For all Tom Brady’s remarkable NFL success, there was a time when he was overmatched … in high school.
As reported by the San Jose Mercury News, Brady last played on a team that missed the playoffs (or a bowl game) in consecutive years when he was in high school. While starting for Junipero Serra (Gardena, Calif.) as a junior and senior, Brady was unable to lead his team in the sectional playoffs.
In fact, those Serra teams struggled against the area’s power programs. As a junior, Archbishop Mitty (San Jose, Calif.) topped Serra 44-0 while St. Francis (Mountain View, Calif.) rolled to a 63-6 victory. That second blowout was particularly telling because it involved another future professional athlete: since retired MLB outfielder turned ultramarathoner Eric Byrnes.

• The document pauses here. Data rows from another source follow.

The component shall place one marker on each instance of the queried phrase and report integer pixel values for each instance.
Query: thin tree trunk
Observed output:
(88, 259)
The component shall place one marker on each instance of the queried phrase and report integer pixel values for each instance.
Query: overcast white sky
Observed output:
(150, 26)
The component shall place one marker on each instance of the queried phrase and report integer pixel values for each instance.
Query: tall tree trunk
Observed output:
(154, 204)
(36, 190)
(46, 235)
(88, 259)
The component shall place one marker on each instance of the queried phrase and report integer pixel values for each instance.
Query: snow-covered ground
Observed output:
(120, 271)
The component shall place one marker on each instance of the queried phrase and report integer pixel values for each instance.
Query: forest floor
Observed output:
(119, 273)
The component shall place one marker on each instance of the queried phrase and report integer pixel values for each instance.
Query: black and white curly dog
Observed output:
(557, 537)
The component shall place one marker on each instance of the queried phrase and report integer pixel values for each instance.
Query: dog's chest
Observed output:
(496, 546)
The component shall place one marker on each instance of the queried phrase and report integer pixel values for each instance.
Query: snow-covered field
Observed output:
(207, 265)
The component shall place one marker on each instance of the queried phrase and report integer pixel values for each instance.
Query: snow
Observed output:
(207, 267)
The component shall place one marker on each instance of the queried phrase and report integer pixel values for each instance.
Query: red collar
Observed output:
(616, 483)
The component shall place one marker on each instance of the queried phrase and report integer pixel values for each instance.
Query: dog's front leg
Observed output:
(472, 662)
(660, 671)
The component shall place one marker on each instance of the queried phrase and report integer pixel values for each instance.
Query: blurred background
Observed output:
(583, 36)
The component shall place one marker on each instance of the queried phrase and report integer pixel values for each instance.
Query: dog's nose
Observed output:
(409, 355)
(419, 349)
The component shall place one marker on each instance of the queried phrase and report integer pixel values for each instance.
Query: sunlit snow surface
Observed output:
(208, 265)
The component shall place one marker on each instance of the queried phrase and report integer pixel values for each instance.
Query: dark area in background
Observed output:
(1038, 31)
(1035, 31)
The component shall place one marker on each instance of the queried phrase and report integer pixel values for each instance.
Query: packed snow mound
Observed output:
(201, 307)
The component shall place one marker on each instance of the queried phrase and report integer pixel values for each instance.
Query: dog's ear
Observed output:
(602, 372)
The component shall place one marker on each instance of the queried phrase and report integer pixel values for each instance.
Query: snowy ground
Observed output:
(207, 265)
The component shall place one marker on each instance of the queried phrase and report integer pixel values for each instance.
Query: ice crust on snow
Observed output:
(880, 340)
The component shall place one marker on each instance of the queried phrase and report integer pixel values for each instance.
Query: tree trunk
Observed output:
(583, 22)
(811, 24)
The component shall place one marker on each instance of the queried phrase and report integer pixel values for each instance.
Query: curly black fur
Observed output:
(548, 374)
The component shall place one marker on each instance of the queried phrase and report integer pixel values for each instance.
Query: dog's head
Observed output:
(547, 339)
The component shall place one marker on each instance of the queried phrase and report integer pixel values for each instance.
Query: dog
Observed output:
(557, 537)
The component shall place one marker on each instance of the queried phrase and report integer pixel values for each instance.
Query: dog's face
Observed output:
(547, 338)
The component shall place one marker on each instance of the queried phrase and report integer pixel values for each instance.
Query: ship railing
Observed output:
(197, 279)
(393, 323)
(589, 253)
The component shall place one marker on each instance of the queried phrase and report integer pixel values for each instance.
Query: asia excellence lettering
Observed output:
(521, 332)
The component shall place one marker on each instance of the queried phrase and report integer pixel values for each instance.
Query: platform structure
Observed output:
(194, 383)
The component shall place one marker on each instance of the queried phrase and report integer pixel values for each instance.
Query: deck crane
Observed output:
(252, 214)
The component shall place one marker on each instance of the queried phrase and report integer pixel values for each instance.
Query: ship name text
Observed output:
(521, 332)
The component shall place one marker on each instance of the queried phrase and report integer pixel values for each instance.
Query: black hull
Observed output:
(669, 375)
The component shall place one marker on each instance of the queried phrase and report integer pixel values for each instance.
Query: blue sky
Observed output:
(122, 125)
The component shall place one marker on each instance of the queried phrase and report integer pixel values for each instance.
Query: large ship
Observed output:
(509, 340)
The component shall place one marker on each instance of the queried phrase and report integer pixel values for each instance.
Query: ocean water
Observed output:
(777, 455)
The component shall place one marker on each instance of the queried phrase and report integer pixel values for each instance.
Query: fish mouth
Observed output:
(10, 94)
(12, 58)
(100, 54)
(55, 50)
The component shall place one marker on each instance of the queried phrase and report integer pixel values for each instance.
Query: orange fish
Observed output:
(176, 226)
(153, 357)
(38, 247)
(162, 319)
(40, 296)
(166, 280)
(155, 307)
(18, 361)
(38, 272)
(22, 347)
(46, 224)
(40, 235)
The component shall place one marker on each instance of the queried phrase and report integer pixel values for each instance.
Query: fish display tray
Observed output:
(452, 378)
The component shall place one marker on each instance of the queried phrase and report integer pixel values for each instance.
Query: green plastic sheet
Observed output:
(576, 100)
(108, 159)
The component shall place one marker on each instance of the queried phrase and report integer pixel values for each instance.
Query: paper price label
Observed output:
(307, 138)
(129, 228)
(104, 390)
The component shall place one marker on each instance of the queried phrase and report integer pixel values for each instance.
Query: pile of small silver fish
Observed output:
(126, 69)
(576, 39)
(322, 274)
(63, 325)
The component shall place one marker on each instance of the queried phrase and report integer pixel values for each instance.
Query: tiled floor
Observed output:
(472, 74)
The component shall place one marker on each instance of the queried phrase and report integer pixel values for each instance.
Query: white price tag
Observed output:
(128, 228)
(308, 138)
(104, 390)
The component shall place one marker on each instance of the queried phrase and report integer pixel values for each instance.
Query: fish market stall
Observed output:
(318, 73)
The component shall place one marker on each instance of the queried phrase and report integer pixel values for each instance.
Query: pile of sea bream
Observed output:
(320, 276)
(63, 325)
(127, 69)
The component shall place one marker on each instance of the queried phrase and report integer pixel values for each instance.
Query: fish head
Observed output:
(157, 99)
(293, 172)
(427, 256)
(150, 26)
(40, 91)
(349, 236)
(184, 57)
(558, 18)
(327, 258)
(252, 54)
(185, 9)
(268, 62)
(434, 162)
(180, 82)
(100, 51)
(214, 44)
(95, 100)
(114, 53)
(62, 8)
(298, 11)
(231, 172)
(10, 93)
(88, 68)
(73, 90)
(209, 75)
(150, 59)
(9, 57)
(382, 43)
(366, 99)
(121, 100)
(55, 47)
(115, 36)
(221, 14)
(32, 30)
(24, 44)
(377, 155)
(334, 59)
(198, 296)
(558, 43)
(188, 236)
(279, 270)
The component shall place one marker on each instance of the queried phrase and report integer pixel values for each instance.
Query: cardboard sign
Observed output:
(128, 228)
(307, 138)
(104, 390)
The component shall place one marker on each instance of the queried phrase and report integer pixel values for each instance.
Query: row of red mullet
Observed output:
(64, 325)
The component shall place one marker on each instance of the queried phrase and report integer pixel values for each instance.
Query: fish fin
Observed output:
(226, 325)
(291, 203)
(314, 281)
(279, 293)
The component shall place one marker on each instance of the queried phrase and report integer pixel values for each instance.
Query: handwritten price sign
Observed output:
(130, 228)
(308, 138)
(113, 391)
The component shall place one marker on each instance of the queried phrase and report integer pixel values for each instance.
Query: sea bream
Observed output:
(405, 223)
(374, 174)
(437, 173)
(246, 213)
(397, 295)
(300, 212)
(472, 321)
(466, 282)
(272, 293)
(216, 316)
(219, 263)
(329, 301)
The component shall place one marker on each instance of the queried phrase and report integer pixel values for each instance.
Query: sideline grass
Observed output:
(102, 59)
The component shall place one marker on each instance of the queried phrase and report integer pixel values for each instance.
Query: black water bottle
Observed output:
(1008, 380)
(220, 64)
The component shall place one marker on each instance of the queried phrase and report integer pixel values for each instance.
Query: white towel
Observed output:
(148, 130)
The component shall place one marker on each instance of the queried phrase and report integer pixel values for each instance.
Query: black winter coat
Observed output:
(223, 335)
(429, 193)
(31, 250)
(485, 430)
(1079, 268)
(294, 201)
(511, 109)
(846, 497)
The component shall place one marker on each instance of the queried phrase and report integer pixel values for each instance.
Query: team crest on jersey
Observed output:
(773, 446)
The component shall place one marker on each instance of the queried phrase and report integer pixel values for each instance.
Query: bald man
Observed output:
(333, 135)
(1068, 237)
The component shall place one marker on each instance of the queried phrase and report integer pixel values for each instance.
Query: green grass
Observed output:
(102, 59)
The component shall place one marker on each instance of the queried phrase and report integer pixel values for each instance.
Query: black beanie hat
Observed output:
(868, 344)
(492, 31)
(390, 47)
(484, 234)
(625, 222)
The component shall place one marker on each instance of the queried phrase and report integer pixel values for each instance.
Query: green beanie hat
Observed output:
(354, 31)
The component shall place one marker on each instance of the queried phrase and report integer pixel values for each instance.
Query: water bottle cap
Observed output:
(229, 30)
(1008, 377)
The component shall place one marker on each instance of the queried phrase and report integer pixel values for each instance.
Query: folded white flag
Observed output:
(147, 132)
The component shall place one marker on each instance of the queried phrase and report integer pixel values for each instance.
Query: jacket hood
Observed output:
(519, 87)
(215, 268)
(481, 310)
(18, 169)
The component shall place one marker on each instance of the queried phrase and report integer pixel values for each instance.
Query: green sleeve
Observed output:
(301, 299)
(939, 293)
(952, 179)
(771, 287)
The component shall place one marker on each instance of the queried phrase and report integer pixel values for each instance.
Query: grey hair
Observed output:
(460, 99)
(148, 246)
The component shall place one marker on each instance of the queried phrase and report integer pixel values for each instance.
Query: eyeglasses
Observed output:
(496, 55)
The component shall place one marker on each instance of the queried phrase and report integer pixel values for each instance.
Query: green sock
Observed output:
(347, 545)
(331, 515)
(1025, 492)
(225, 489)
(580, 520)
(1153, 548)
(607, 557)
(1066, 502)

“It is true Tom Brady hit the furthest home run I ever saw hit in high school,” Byrnes told MLB Network during a show in 2018. “Rumors are true, too; I sacked him three times.”
Matt Scharrenberg, a St. Francis defensive back when Brady played who is now the St. Francis defensive coordinator, says Brady threw at least one interception in that loss (to Scharrenberg himself) and was largely overwhelmed by St. Francis’ superior overall talent. “Truthfully, we knew they weren’t good enough to beat us.”
The same was true of Archbishop Mitty, which competed for the league title year after year. Not so for Bellarmine (San Jose, Calif.), whose coach had a vivid memory of his team’s matchup with Brady in 1994.
“It’s really amazing,” Bellarmine football coach Mike Janda told the Mercury News. “You see the quick release, the poise, the accuracy, the strength of the arm. So effortless and smooth the way he threw the ball in high school. In our game — and this is really sad — we decided as a coaching staff, and not doing it very smartly, that we were going to play a lot of man coverage. That was not a good thing.
“Our guys played their hearts out. You can watch it on film. They were right with the guys. But Tom Brady put some beautiful passes right on the money. On that day, he threw for 296 yards and three touchdowns. This is the era before the spread offense, throwing it every down.”
So, despite failing to reach the playoffs in 6-4 and 5-5 seasons, Brady was already showing plenty of promise to become the player he is today. It wasn’t always all about winning. It was about learning and improving to win in the future. As it turns out, the future has just lasted a lot longer than anyone expected.